Yuen's ability on the piano wasn't just good. At age 13, his piano skills were good enough for him to earn a diploma from the London College of Music.
Said Yuen, who started playing the piano at age 5: "My goal was to finish that diploma, and I got it."
His final exam took place in a concert hall, with three judges flying from London to Yuen's hometown of Vancouver to watch him play.
"They sit there, three people, and adjudicate you," he said. "You play your songs. I think I played four or five (pieces). Also played scales."
Attaining a diploma from an elite international music school as a teenager isn't quite as special as the kid from the movie "Shine," but it's still pretty impressive.
In fact, there's a lot that's impressive about Yuen
"He's a very smart positional player with very good instincts," Central Scouting's B.J. MacDonald told NHL.com. "He moves the puck safely and smart. He's got good composure and never really panics under pressure. He'll follow up on the play at the proper times. He's a very good stay-at-home defenseman. He needs to improve his puck handling and pass the puck a little crisper. Smart players can always raise their level of play and I think he will be more of a take-charge defenseman next season."

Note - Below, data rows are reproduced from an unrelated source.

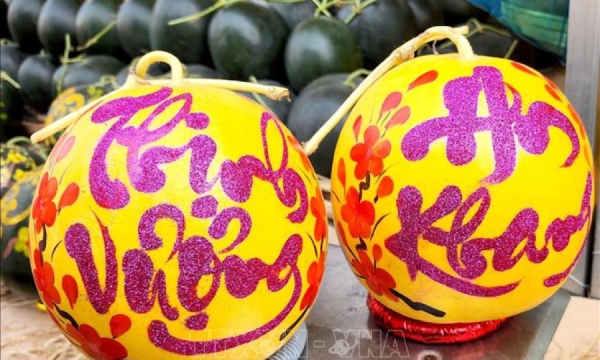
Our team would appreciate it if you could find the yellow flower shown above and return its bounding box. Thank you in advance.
[13,226,29,258]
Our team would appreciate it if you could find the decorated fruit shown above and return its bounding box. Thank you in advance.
[29,52,327,359]
[0,168,42,298]
[43,76,119,148]
[242,79,294,124]
[331,28,595,330]
[0,144,43,197]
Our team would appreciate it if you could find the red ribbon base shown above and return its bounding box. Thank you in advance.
[367,295,508,344]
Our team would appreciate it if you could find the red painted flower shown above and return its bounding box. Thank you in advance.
[351,250,398,301]
[350,125,392,180]
[31,173,58,232]
[67,324,128,360]
[310,187,327,241]
[342,187,375,238]
[300,252,325,310]
[33,249,60,309]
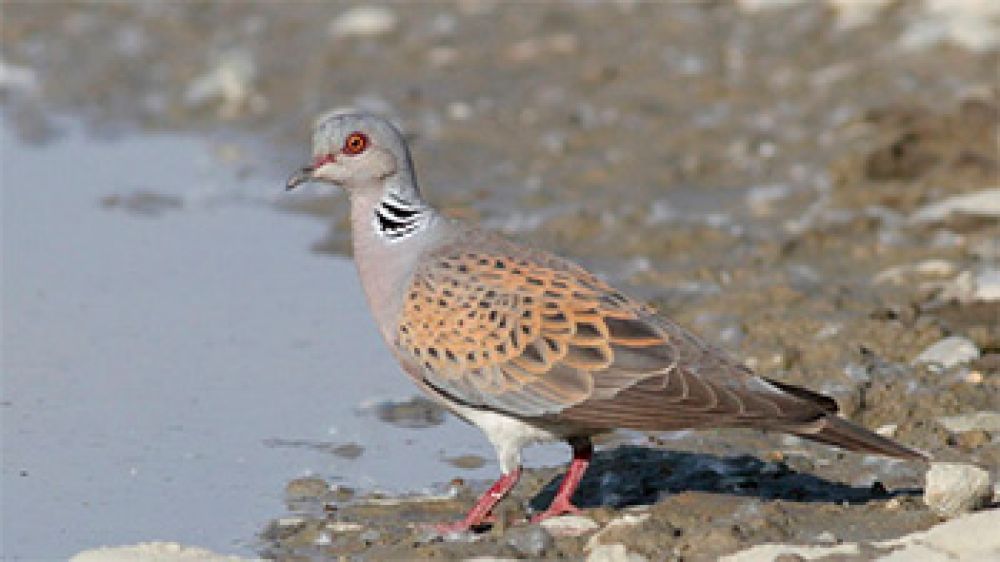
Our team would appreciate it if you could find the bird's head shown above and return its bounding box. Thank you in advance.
[286,111,410,192]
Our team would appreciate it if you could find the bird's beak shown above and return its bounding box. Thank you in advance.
[285,166,316,191]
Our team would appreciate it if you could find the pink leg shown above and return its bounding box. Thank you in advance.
[434,467,521,533]
[531,439,594,523]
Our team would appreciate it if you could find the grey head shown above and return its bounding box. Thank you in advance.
[286,111,416,195]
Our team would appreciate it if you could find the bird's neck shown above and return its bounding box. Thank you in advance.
[351,175,445,338]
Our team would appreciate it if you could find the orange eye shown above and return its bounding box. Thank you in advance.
[344,132,368,154]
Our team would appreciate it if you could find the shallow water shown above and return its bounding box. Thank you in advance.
[0,115,566,560]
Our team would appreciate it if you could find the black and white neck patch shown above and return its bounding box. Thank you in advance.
[375,193,427,242]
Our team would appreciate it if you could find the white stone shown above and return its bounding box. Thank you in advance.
[898,0,1000,52]
[938,411,1000,433]
[184,49,267,119]
[540,515,598,537]
[875,423,899,438]
[720,509,1000,562]
[587,543,649,562]
[872,259,956,284]
[909,188,1000,224]
[583,513,649,551]
[736,0,805,13]
[70,542,260,562]
[327,6,399,39]
[938,268,1000,304]
[913,336,979,369]
[826,0,891,30]
[924,462,993,517]
[0,59,38,94]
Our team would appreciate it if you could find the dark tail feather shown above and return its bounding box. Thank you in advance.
[792,415,930,461]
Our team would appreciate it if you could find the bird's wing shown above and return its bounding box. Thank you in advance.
[396,234,835,429]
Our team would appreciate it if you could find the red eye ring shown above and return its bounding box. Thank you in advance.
[343,131,368,155]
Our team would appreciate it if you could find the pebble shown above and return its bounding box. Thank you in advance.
[587,543,649,562]
[909,188,1000,224]
[327,6,399,39]
[875,423,899,438]
[0,59,39,94]
[504,525,555,558]
[541,515,598,537]
[720,509,1000,562]
[898,0,1000,53]
[70,542,249,562]
[924,463,993,518]
[873,259,955,284]
[285,476,330,499]
[584,513,650,550]
[326,521,364,540]
[938,268,1000,304]
[938,410,1000,433]
[816,531,840,545]
[184,49,267,119]
[913,336,979,369]
[827,0,891,30]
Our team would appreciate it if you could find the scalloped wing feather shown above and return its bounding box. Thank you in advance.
[396,234,822,430]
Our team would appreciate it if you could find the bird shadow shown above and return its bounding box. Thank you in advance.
[529,445,921,510]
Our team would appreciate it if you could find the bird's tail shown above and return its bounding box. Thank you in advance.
[792,414,930,461]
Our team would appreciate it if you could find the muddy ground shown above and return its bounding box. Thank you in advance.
[0,0,1000,560]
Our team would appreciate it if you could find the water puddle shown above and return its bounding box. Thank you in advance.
[0,117,567,559]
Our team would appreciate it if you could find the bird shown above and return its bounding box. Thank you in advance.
[286,110,928,533]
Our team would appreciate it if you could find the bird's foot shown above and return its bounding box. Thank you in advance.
[426,515,496,536]
[531,501,581,523]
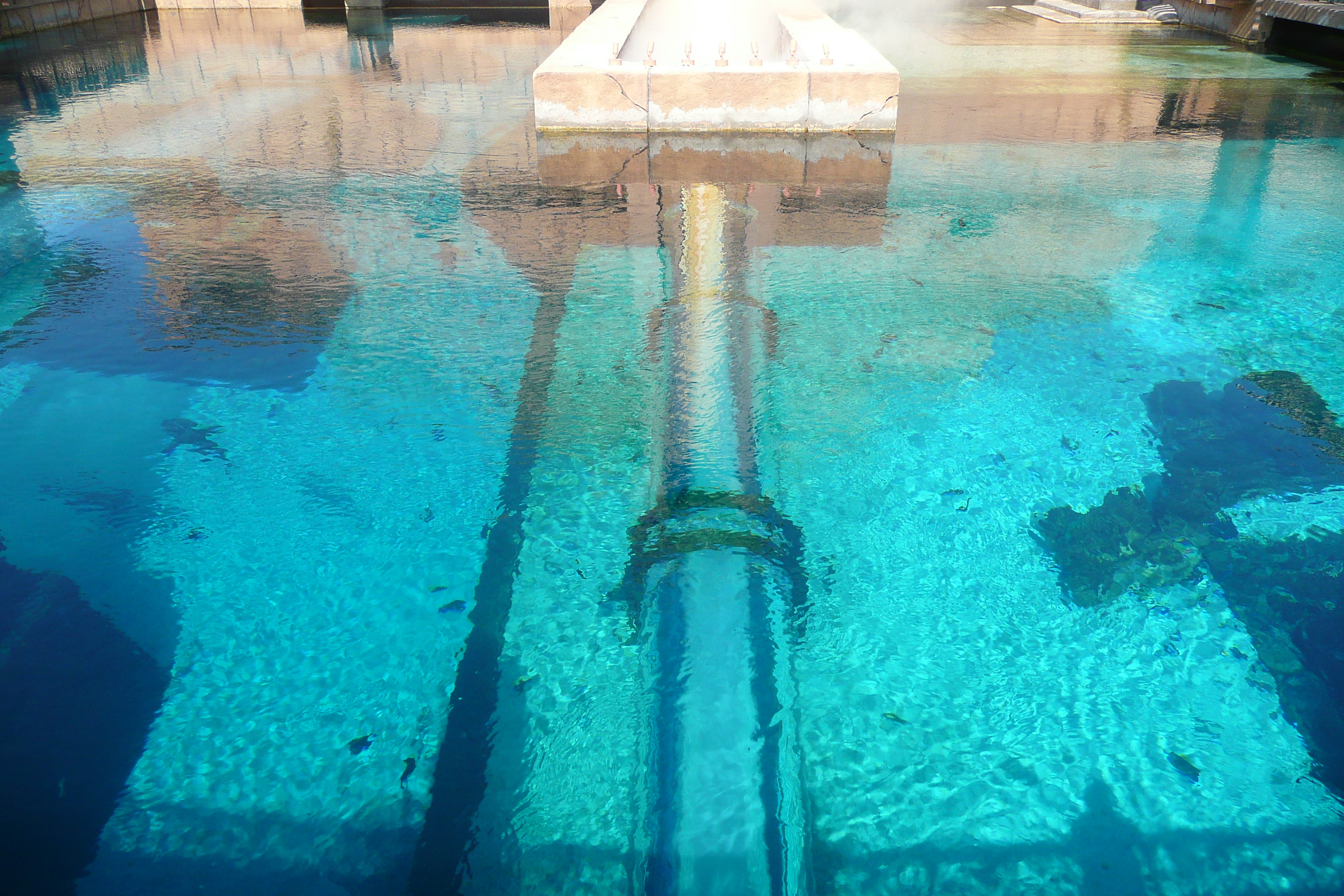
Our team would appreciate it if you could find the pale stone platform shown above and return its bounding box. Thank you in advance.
[1013,0,1161,25]
[532,0,901,132]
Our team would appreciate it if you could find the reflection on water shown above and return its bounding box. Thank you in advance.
[0,8,1344,896]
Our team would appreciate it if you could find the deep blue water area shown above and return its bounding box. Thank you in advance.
[0,3,1344,896]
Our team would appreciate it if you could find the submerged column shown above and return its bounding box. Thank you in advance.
[624,184,808,896]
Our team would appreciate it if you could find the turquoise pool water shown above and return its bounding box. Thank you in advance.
[0,8,1344,896]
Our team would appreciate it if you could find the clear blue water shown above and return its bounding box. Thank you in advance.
[0,8,1344,896]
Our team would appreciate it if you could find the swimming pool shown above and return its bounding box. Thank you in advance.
[0,8,1344,895]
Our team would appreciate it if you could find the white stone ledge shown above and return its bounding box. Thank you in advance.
[532,0,901,133]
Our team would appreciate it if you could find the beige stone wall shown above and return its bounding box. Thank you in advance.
[0,0,155,38]
[532,0,901,132]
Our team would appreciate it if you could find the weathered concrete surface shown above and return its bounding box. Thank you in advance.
[1013,0,1160,25]
[532,0,901,132]
[1261,0,1344,31]
[1168,0,1270,43]
[0,0,155,38]
[536,133,891,189]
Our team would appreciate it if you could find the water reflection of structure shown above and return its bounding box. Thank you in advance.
[412,132,891,893]
[616,184,808,896]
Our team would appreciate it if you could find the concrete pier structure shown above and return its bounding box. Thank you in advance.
[532,0,901,132]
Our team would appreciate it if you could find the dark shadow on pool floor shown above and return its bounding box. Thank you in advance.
[0,545,168,896]
[1036,371,1344,795]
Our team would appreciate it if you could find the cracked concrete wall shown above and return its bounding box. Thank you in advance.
[532,0,901,133]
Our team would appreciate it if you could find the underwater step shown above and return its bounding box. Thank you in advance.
[645,550,807,896]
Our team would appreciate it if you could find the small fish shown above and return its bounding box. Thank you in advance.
[1166,752,1199,783]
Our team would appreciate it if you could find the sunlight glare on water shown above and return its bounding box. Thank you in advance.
[0,4,1344,896]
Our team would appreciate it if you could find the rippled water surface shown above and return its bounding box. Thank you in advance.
[0,7,1344,896]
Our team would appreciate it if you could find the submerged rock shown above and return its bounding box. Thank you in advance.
[1166,752,1199,783]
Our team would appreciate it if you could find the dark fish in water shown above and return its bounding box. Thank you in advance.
[1166,752,1199,783]
[163,416,229,461]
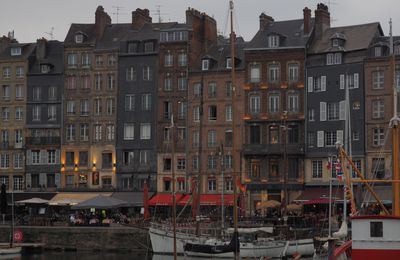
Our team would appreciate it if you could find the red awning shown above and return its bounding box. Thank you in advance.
[149,193,184,206]
[178,194,233,206]
[294,187,343,205]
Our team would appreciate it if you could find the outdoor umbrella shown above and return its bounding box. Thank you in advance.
[71,194,128,209]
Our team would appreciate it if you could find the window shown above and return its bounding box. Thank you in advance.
[372,99,385,119]
[372,71,385,89]
[164,51,174,67]
[250,125,261,144]
[126,67,136,81]
[15,107,23,121]
[207,130,217,147]
[268,64,280,82]
[193,106,200,122]
[268,35,279,48]
[67,100,76,116]
[208,82,217,98]
[143,66,153,81]
[178,52,187,67]
[201,60,210,70]
[312,161,322,179]
[372,127,385,146]
[208,106,217,121]
[125,94,135,111]
[288,94,299,113]
[225,105,232,122]
[207,155,217,170]
[32,105,41,121]
[142,94,151,110]
[106,98,115,116]
[124,123,135,140]
[93,125,103,142]
[325,131,337,146]
[288,63,299,82]
[249,95,261,114]
[66,124,75,142]
[79,124,89,142]
[328,103,339,121]
[208,179,217,191]
[193,130,200,147]
[369,221,383,237]
[178,77,187,91]
[140,123,151,140]
[81,99,89,116]
[268,94,280,113]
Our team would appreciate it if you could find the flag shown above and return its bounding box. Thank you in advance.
[236,176,246,193]
[143,180,150,220]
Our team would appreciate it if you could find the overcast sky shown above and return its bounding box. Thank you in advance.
[0,0,400,42]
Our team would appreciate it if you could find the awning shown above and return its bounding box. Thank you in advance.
[111,191,154,207]
[149,193,184,206]
[49,192,112,206]
[178,194,233,206]
[294,186,343,205]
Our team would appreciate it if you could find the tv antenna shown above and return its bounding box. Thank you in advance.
[152,5,167,23]
[112,5,126,23]
[44,27,54,40]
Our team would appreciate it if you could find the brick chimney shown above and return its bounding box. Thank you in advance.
[132,8,152,30]
[315,3,331,39]
[36,38,47,60]
[303,7,311,34]
[260,13,274,30]
[95,5,111,39]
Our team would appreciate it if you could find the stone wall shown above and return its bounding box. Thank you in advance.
[0,226,151,251]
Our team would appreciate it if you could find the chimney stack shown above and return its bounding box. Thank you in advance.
[36,38,47,60]
[95,5,111,39]
[315,3,331,39]
[260,13,274,30]
[132,8,152,30]
[303,7,311,34]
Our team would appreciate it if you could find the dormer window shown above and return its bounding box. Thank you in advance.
[374,46,382,57]
[226,58,232,69]
[201,59,210,70]
[75,33,83,43]
[40,64,50,73]
[11,47,21,56]
[268,35,279,48]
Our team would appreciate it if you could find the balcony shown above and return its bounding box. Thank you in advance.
[243,144,304,155]
[26,136,61,145]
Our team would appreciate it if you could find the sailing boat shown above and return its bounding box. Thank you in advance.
[0,183,21,255]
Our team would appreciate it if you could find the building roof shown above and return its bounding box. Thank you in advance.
[308,22,383,54]
[246,19,314,49]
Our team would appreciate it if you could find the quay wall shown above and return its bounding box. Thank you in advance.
[0,226,151,252]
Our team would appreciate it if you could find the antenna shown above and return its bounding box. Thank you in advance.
[44,27,54,40]
[112,5,126,23]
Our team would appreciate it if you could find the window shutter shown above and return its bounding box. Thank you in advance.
[321,76,326,91]
[354,73,358,88]
[25,173,32,188]
[317,131,324,147]
[39,173,47,186]
[54,172,61,188]
[339,100,346,120]
[340,74,344,89]
[336,130,343,144]
[307,77,314,92]
[26,150,32,165]
[319,102,326,121]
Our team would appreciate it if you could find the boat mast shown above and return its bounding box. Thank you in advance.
[389,19,400,216]
[229,0,240,259]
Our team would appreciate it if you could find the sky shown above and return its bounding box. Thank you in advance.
[0,0,400,43]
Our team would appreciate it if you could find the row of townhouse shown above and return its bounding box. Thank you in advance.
[0,4,400,212]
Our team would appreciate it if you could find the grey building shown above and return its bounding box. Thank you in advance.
[26,38,64,191]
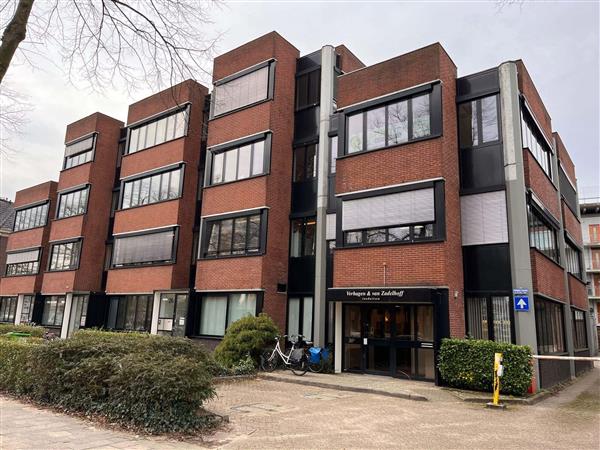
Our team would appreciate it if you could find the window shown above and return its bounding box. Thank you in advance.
[0,297,17,323]
[49,241,81,271]
[42,295,65,327]
[56,186,90,219]
[296,69,321,111]
[458,95,500,148]
[201,210,267,258]
[106,294,154,332]
[293,144,317,182]
[346,89,432,154]
[527,204,559,263]
[121,166,183,209]
[342,184,442,246]
[287,297,313,341]
[13,202,50,231]
[21,295,35,324]
[290,217,317,258]
[212,62,275,117]
[6,248,41,277]
[63,133,97,169]
[208,137,270,185]
[198,293,257,336]
[466,296,512,343]
[127,105,190,154]
[572,309,588,350]
[535,297,565,355]
[112,228,177,267]
[521,108,552,179]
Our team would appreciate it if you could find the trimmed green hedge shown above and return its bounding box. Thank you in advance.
[215,313,279,368]
[0,330,217,433]
[438,339,533,395]
[0,323,46,337]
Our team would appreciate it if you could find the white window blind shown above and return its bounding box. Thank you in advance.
[342,188,435,231]
[460,191,508,245]
[6,248,40,264]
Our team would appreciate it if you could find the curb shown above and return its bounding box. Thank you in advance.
[258,373,429,402]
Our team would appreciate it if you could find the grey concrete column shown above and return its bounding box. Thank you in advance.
[313,45,335,347]
[498,62,539,388]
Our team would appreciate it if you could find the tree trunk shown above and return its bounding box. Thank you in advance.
[0,0,34,84]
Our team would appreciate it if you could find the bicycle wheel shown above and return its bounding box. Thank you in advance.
[260,350,279,372]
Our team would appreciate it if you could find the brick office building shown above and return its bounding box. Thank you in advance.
[2,33,590,387]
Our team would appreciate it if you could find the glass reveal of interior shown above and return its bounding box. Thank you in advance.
[112,228,177,267]
[346,94,431,154]
[127,105,190,153]
[121,167,183,209]
[198,292,257,336]
[13,202,50,231]
[212,64,271,117]
[6,248,41,277]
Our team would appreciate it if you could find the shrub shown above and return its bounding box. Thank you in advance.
[215,314,279,368]
[438,339,533,395]
[0,323,46,337]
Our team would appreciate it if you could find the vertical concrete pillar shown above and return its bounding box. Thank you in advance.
[498,62,539,385]
[313,45,335,347]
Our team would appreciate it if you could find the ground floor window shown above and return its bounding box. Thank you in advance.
[0,297,17,323]
[106,294,154,332]
[42,295,66,327]
[465,295,512,343]
[287,296,313,341]
[535,297,565,355]
[198,292,258,336]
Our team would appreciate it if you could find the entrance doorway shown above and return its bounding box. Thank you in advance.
[343,303,435,380]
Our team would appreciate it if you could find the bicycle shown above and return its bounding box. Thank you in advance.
[260,335,308,376]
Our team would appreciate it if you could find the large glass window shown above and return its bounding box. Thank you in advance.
[458,95,500,148]
[6,248,41,277]
[127,105,190,153]
[198,292,257,336]
[13,202,50,231]
[0,297,17,323]
[212,64,272,117]
[201,213,266,258]
[121,167,183,209]
[56,186,90,219]
[527,205,559,263]
[346,94,431,153]
[50,241,81,270]
[106,294,154,332]
[209,139,266,184]
[112,228,177,267]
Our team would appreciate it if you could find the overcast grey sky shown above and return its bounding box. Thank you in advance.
[0,0,600,199]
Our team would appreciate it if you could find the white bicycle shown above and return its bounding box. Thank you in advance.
[260,335,308,376]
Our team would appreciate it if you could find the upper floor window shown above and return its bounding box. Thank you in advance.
[293,144,318,181]
[13,202,50,231]
[56,186,90,219]
[212,61,275,117]
[201,210,267,258]
[63,133,97,169]
[208,134,271,185]
[521,109,552,179]
[49,240,81,271]
[121,166,183,209]
[6,248,42,277]
[127,105,190,154]
[296,69,321,111]
[346,84,441,154]
[112,228,177,267]
[458,95,500,148]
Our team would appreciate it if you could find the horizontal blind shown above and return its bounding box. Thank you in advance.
[6,248,40,264]
[460,191,508,245]
[342,188,435,231]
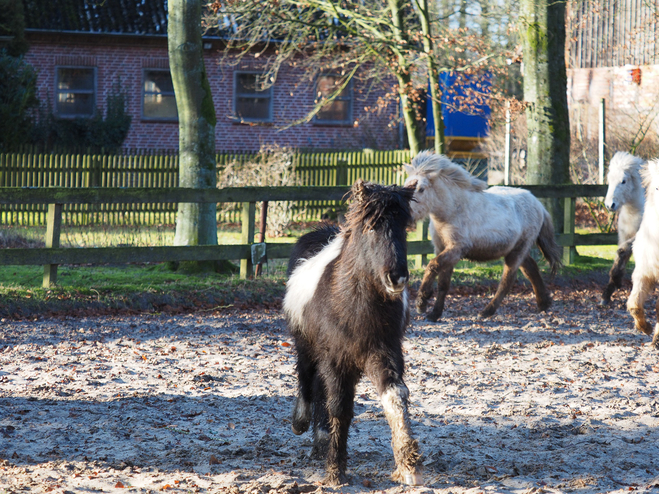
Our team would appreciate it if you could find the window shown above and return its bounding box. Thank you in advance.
[142,69,178,120]
[55,67,96,117]
[315,74,352,124]
[233,72,272,122]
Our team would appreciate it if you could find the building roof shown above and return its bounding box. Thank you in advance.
[23,0,167,36]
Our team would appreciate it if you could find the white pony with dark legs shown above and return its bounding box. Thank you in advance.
[600,151,645,305]
[627,159,659,350]
[405,151,562,321]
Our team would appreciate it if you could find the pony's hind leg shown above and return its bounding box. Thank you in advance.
[291,338,316,435]
[627,278,653,335]
[520,255,551,312]
[426,265,454,322]
[311,374,329,460]
[368,356,422,485]
[599,238,634,306]
[478,258,519,317]
[416,249,460,322]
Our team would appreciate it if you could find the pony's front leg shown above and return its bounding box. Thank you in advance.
[652,298,659,350]
[599,238,634,306]
[324,372,357,485]
[478,260,519,317]
[369,357,422,485]
[627,277,653,335]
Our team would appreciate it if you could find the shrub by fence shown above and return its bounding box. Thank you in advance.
[0,150,409,225]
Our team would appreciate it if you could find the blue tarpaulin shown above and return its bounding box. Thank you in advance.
[426,72,492,137]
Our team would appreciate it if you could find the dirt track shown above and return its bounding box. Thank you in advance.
[0,288,659,494]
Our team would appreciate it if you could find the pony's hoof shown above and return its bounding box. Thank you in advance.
[311,429,329,460]
[426,312,442,322]
[478,307,497,319]
[636,321,654,336]
[323,472,350,487]
[416,298,428,314]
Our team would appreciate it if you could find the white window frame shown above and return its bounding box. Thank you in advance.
[140,68,178,122]
[233,70,273,123]
[55,65,98,118]
[313,72,354,126]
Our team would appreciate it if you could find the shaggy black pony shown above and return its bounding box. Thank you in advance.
[284,180,419,485]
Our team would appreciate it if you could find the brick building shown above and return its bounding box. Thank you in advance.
[24,0,400,151]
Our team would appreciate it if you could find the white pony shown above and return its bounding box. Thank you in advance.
[600,151,645,305]
[405,151,562,321]
[627,159,659,350]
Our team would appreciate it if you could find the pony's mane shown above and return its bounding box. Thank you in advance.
[609,151,644,172]
[343,180,414,232]
[641,158,659,190]
[411,151,487,192]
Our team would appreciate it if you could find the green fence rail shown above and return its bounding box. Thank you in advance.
[0,185,617,287]
[0,150,409,225]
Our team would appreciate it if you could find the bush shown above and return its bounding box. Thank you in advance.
[0,50,39,152]
[217,146,303,237]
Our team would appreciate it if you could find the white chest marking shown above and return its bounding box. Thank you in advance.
[284,235,343,326]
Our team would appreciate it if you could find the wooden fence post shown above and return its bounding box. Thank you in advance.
[43,204,62,288]
[503,103,512,185]
[597,98,606,184]
[563,197,577,265]
[414,218,430,269]
[240,202,256,280]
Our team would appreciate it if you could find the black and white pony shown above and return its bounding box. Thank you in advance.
[284,180,419,485]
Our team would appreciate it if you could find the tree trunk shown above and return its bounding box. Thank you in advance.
[520,0,570,226]
[167,0,217,270]
[416,0,446,154]
[387,0,425,156]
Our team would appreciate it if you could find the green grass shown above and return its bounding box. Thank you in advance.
[0,226,633,318]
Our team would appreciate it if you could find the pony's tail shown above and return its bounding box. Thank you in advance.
[537,211,563,278]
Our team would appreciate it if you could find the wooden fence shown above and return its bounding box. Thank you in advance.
[0,150,409,225]
[0,185,617,287]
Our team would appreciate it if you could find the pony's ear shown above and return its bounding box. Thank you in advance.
[351,178,366,202]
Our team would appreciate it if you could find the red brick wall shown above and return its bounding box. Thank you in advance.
[25,33,399,151]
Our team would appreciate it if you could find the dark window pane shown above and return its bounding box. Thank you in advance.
[57,93,94,116]
[144,70,174,93]
[236,74,268,94]
[144,94,178,120]
[236,98,270,120]
[57,68,94,91]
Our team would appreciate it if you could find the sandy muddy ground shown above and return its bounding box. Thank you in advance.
[0,287,659,494]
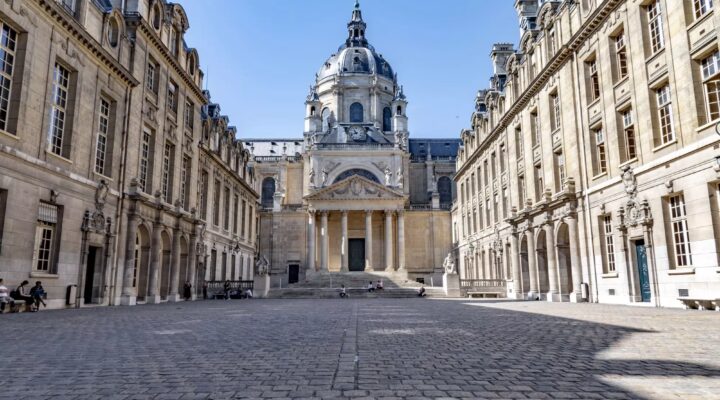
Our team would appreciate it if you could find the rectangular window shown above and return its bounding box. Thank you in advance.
[700,50,720,121]
[550,92,560,132]
[646,0,665,54]
[0,20,18,132]
[223,187,230,231]
[602,215,615,272]
[693,0,713,19]
[138,128,153,193]
[162,142,175,204]
[591,128,607,175]
[48,63,70,157]
[185,100,195,130]
[180,156,192,209]
[95,98,110,175]
[622,109,637,161]
[655,85,675,145]
[213,179,220,226]
[615,32,628,80]
[586,60,600,103]
[669,194,692,267]
[167,82,178,114]
[33,203,62,273]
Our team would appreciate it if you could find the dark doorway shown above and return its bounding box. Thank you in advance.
[288,264,300,284]
[83,246,100,304]
[348,239,365,271]
[635,240,651,302]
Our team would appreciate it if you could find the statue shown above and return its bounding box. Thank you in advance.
[443,253,457,274]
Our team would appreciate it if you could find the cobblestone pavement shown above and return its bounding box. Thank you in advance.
[0,299,720,400]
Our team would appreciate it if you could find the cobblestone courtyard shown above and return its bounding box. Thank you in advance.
[0,299,720,399]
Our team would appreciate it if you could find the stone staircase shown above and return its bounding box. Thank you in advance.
[268,271,445,299]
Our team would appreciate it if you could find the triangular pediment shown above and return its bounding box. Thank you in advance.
[305,175,404,201]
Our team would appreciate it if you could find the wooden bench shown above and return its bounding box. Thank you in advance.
[678,296,720,311]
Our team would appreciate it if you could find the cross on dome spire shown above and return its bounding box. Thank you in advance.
[346,0,368,47]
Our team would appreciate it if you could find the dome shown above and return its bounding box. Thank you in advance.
[317,46,395,82]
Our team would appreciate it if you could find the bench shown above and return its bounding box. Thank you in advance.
[678,296,720,311]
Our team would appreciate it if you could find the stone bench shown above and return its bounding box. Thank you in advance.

Hiller said he's already seen that attitude in Yuen.
"He's got a lot of self-confidence," he said. "He wants to be in that situation. We talk about the piano, that probably also contributes to that self-confidence to what he's achieved in a different discipline. He's got tremendous confidence. He wants to be the guy out there. There's not a situation he can't take head on."
Hiller said the next step is Yuen improving his offensive game.
"He's established himself as an elite defender already," said Hiller. "I think that's going to be the strength of this game going forward. He does have some offensive potential. He moves pretty well, got some good agility with the puck. It's just evolving that offensive game and making better decisions with the puck when he has the chance to go. He can't get away from his defensive strengths, but an area of the game he can grow is his offensive game. There's more there than we've seen so far."
Hiller has no doubt Yuen will spend every possible moment of the offseason improving his game.
"The great thing with Zach is you know he's going to put his heart and soul into it," said Hiller. "He does work on it with extra ice sessions. I know during the summer it'll be a focus for him. That is an area, one skill he has to improve. But he'll dedicate himself to doing that."